Although the company is a retail giant and no other competitor is even near to the sales achieved by the company but still when we talk about profitability and costs there are other players which are much better than Pantaloon. In the table above we can see that almost raw material costs, cost of selling goods are like some of the things which are similar with all the players. But if we see closely Pantaloon is the one having the lowest Operating profit margin of 6.66 as compared to the rest three. We will analyse this further in the later part of the report and conclude why is it happening and what could be done. Whereas when we see the net profit margin i.e. PAT as % of sales the company is doing average compared to Vishal Retail. We will analyse all of this in the further parts of the report.
Looking on the Liabilities side in the balance sheet trend statement it is very clearly seen that company has tremendously increased its unsecured borrowings to around 347 Crores in 2007 from 4 Crores in FY2003, also the company has increased its shareholder’s fund a lot by retaining more and raising capital through equity over the time (this would be properly explained in the cash flow analysis). If we look closely in the asset side of the balance sheet we also see a huge growth in capital work in progress (inventory), cash balance and investments (as shown in the figure above). This is mainly due to the fact that the company is in its major expansion phase and is growing really good. The company is doing quite well despite the whole expansion phase.
Although the company has seen major sales this year which has been increasing quite rapidly since FY04 but the profitability is not. It is quite clearly seen in the figure above that the operating profit is taking a dip and is lowest in the year 2007.As we can see the PAT margin is almost the same stable at 3.6-3.7. Operating margin has decreased considerably, the prime reason behind lower operating margins are higher cost of goods sold and employee cost. However, with economies of scale in operations the company managed to arrest the fall in OPM to an extent through lower power cost and other expenditure.
Again we see dips in the Return on Capital Employed and Return on Net Worth. The main reasons for dip is due to the fact that the company is expanding rapidly with the help of shares and long term debts and these funds are blocked in capital work in progress either being inventory or infrastructure. In such case judging the company as a poor performer on the dip would not be fair and hence we conclude that the company currently is not performing up to the mark but when the expansion is complete the sales and the profitability would again increase.

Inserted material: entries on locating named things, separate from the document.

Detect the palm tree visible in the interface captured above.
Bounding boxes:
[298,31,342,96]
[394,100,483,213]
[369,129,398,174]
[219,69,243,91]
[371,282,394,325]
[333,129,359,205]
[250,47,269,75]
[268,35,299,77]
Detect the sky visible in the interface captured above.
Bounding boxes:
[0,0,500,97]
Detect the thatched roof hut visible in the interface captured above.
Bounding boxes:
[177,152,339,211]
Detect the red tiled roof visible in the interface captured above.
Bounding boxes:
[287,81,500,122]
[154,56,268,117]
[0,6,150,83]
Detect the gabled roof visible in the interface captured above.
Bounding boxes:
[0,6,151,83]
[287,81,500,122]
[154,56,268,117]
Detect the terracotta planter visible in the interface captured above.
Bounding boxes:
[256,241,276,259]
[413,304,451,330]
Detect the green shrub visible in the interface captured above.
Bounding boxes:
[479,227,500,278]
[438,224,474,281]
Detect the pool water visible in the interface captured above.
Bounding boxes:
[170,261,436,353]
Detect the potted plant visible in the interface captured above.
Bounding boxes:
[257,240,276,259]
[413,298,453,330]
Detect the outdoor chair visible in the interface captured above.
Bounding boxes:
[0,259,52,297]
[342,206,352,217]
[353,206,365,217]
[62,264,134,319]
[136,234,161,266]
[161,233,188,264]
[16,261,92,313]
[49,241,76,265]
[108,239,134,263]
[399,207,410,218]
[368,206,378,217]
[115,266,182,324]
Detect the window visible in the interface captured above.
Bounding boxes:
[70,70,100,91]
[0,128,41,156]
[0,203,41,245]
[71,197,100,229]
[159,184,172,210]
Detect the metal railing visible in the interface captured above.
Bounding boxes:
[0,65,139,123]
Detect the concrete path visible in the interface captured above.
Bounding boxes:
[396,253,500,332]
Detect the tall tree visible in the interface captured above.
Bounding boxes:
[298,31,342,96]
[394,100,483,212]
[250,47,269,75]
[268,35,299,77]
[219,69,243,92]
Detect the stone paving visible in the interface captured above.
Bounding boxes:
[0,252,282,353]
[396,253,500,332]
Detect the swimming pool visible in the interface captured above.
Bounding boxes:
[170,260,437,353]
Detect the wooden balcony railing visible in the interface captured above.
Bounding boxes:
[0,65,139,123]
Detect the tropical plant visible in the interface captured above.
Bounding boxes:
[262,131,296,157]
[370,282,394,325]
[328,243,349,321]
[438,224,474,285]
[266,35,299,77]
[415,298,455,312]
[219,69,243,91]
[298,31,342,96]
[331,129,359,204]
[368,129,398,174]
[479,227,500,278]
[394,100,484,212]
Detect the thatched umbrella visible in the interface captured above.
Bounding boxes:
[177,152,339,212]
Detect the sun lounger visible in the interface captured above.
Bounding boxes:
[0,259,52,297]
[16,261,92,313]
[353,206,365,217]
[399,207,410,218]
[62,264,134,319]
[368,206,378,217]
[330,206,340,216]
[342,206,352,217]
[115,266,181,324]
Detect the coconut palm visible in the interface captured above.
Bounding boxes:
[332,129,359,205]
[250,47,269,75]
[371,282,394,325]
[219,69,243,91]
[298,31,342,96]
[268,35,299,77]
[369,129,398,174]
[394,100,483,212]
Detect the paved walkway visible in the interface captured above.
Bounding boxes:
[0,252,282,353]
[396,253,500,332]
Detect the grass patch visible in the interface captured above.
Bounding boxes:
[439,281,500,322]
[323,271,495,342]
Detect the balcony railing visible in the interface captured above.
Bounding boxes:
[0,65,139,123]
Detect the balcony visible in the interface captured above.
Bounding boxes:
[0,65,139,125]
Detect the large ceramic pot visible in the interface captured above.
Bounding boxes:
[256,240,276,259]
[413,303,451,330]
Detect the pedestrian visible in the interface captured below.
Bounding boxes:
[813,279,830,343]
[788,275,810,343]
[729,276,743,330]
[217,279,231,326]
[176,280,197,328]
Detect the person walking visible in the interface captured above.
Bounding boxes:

We see that Vishal Retail doesn’t have any credit policy as doesn’t allow any debtors and the creditor period is also quite less, but when we compare Pantaloon with its nearest competitor Shoppers’ stop we see that the company enjoys quite large inventory days and quite low creditors period which by the way both are not in the interest of the company. Players like Shopper’s Stop and Trent have negative operating cycle due to higher credit period from suppliers and less inventory block.
In short we would like to conclude here that the company can do much better if it improves its operational practices.
By looking at the complete picture portrayed by the table above we can see that that company has a high debt to equity ratio where as some of the companies have very minimal debt in their accounts. It has a relatively low Return on capital employed but in general the company is doing well and is full of potential.